Totenkult - Mumifizierung III
Künstliche Mumien

:: 1. Der Tote wurde zunächst gereinigt mit Wein und Gewürzen.
Anschließend wurden alle Körperteile die schnell verwesen, entfernt. Mit einem
langen Eisenhaken entfernte der Balsamierer das Gehirn, indem er ihn durch die
Nase führte. Anschließend wurde der Körper durch einen seitlichen Schnitt
geöffnet und die Organe Lunge, Magen, Leber und Gedärme entfernt. Die Nieren
blieben im Körper. Wahrscheinlich kannte man deren Funktion noch nicht so
genau.
:: 2. Der Tote wurde nun mit einem stark austrocknenden Salz gefüllt, dem
Natron und anschließend 70 Tage damit bedeckt. Der Leichnam wurde auf einen
schrägen Balsamiertisch gelegt und die austretende Flüssigkeit aufgefangen um
sie später mit dem Toten beigesetzt.
:: 3. Während des Austrocknens, wurden die
inneren entnommenen Organe ebenfalls mit Natron getrocknet, anschließend mit
Leinenstreifen umwickelt und in kleine Mumienförmige Särge den Kanopen gelegt
diese bewahrte man in einem vierteiligem Schrein auf. Kanopen bestanden aus
Alabaster und waren nur für sozial hoch angesehen Menschen bestimmt. So z.B. dem
Pharao. Die Einbalsamierung war sehr teuer und kostete das Dreifache eines
Monatslohnes, so mussten einfache Bürger schon sehr früh mit dem Sparen beginnen
um sich eine Mumifizierung leisten zu können.

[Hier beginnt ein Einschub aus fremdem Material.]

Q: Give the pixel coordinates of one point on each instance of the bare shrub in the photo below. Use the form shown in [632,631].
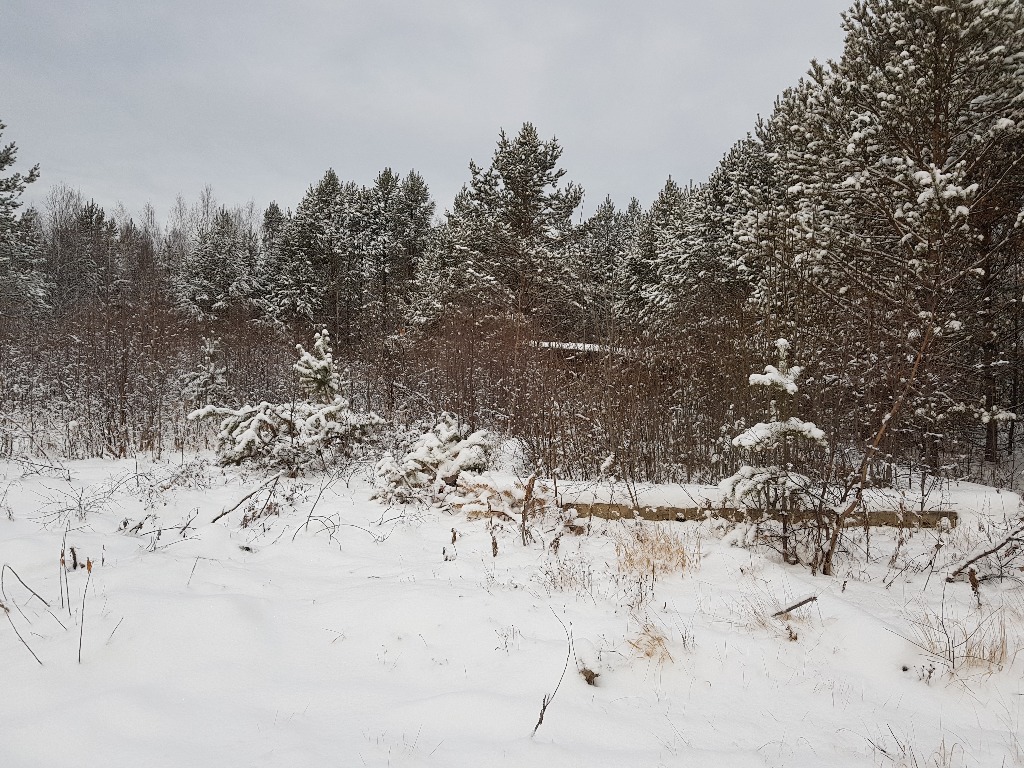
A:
[960,643]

:: 4. Kopf und Körper wurden mit
Leinentüchern umwickelt, die mit wohlriechenden Ölen getränkt wurden, was wohl
aber mehr religiösen Gründen galt, als das sie der Konservierung der Mumie
diente. In die Leinen wickelte man um die 150 Schmuckstücke mit ein. Besonders
wichtig war dabei das Anch Zeichen, welches den Pharao auf dem Weg ins Jenseits
schützen sollte. Der gesamte Körper wurde mit 375 m² Leinen umwickelt in
mehreren Lagen um die Mumie, bis der Tote seine ursprüngliche Größe
wiedererlangt hatte. Das war eine schwere Aufgabe und nahm um die 2 Wochen in
Anspruch. Im Alten Reich legte man großen Wert darauf, die Gliedmaßen der Mumie
alle einzeln zu wickeln und ihr dadurch ein "handlungsfähiges" Aussehen zu
verleihen. Im Mittleren Reich wurden so viele Leinentücher an und um die Mumie
gelegt und diese dann wieder mit schmalen Bindenstreifen umwickelt, so dass sie
wie ein Kokon aussah.
:: 5. Nachdem die Mumie kunstvoll umwickelt war, wurde der
Kopf mit einer Porträtmaske bedeckt, damit die Seele den Toten wieder erkennen
konnte. Die Mumie legte man in einen Sarg der wiederum von einem Sarg umgeben.